Tuesday, June 7, 2011

paging dr. get me outta here

after a nice little ambulance ride to the hospital because of chest pains....it is clear that i have to take care of emotional well being a bit better.  although the nitroglycerin did rid the chest pain and radiating arm pain, the ekgs and xrays showed nothing unusual. nor did the liver and gallbladder enzyme test.
after speaking with the doctor privately, i disclosed i am under a lot of emotional stress and fairly new in sobriety. she said that although they do think something with the heart acted up, it was more than likely stress induced.
i have had plenty of panic attacks and this was not a panic attack.

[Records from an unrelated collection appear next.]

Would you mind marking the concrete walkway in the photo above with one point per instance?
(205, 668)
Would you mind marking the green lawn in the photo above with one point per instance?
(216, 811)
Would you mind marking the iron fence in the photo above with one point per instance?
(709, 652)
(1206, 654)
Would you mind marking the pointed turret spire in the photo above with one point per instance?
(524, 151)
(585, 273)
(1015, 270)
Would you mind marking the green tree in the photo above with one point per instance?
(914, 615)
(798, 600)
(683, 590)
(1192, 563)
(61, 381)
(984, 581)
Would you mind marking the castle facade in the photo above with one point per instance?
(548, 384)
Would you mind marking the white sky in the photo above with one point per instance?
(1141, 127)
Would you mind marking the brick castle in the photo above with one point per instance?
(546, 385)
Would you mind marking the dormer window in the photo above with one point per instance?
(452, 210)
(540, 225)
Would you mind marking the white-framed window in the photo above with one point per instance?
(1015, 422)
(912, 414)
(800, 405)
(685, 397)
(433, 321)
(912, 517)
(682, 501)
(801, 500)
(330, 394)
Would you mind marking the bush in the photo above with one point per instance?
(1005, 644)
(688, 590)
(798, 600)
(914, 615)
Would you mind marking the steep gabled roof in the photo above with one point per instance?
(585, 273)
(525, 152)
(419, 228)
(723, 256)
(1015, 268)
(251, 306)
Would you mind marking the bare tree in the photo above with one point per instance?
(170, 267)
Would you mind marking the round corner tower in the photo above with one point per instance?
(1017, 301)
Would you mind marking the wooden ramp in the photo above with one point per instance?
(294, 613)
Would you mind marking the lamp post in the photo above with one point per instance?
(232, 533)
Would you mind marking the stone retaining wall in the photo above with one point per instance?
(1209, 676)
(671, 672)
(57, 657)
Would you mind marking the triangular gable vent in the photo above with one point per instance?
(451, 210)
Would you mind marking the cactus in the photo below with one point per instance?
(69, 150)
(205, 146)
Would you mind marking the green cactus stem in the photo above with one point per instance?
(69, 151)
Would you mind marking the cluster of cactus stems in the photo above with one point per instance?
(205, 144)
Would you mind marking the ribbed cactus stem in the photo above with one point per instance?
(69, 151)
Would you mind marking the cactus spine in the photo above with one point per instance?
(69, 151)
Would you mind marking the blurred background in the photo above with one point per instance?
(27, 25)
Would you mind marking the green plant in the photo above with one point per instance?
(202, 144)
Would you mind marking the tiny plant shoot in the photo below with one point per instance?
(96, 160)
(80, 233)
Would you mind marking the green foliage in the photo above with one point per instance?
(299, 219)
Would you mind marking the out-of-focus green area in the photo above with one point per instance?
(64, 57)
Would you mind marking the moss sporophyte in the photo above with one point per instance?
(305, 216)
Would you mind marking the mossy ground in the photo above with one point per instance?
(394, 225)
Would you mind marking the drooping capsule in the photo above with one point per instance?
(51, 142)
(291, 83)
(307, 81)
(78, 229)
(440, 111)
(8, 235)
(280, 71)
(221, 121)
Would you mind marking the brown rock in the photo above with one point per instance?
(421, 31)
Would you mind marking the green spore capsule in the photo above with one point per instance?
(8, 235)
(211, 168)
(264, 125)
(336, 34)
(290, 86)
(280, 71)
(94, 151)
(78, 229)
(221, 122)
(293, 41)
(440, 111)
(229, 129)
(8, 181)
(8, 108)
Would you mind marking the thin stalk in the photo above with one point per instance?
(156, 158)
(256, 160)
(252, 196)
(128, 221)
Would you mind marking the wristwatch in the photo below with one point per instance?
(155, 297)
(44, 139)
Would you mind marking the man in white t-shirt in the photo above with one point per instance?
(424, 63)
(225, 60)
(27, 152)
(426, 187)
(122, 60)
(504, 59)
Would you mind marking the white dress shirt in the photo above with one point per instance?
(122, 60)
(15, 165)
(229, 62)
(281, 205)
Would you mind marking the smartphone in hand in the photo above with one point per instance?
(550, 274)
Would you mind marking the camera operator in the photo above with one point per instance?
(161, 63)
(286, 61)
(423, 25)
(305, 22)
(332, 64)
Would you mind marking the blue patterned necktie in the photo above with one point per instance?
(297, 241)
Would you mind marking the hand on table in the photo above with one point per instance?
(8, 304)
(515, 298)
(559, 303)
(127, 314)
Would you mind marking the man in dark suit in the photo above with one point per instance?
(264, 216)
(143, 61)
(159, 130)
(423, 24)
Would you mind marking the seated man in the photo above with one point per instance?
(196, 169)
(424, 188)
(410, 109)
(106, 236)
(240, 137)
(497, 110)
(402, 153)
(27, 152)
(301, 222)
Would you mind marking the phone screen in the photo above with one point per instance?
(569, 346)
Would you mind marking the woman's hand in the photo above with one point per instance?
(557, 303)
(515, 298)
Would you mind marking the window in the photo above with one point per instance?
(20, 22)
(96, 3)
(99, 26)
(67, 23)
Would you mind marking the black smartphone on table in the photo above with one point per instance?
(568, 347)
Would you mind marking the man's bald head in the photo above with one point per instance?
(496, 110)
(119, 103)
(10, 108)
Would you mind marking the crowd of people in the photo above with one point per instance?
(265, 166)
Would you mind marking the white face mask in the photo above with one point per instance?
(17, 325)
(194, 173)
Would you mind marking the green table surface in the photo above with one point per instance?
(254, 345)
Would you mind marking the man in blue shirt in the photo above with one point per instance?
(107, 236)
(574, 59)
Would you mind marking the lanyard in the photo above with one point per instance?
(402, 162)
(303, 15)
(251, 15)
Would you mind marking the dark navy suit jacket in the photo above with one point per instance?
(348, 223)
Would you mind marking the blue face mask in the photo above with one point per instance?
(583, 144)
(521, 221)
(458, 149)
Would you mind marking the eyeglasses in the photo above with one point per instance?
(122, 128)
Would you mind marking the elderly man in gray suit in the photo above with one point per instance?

i think it was good for a person in my family to hear that, yet, i felt horribly guilty. like, once again, my recovery affects them. they had to miss an important appointment and this and that. it just makes me feel badly. not their problem, it is mine. i just need to figure out how to rid myself of those thoughts. i can only take care of my side of the street. i did see some extremely disturbing things in the er triage that was directly related to alcohol and/or drugs. i cried. those people easily could have been me. easily. my heart ached for them.
so i learned two valuable lessons yesterday. i need to really work on my emotional health and that the disease is alive and well and no one is immune from being put in restraints, having a blood alcohol level of 4.07 (yes, that is correct) or being completely out cold barely breathing with no shoes or a shower. i am no better, i am no worse. keeps it fresh.
i hope for some inner peace. one moment at a time.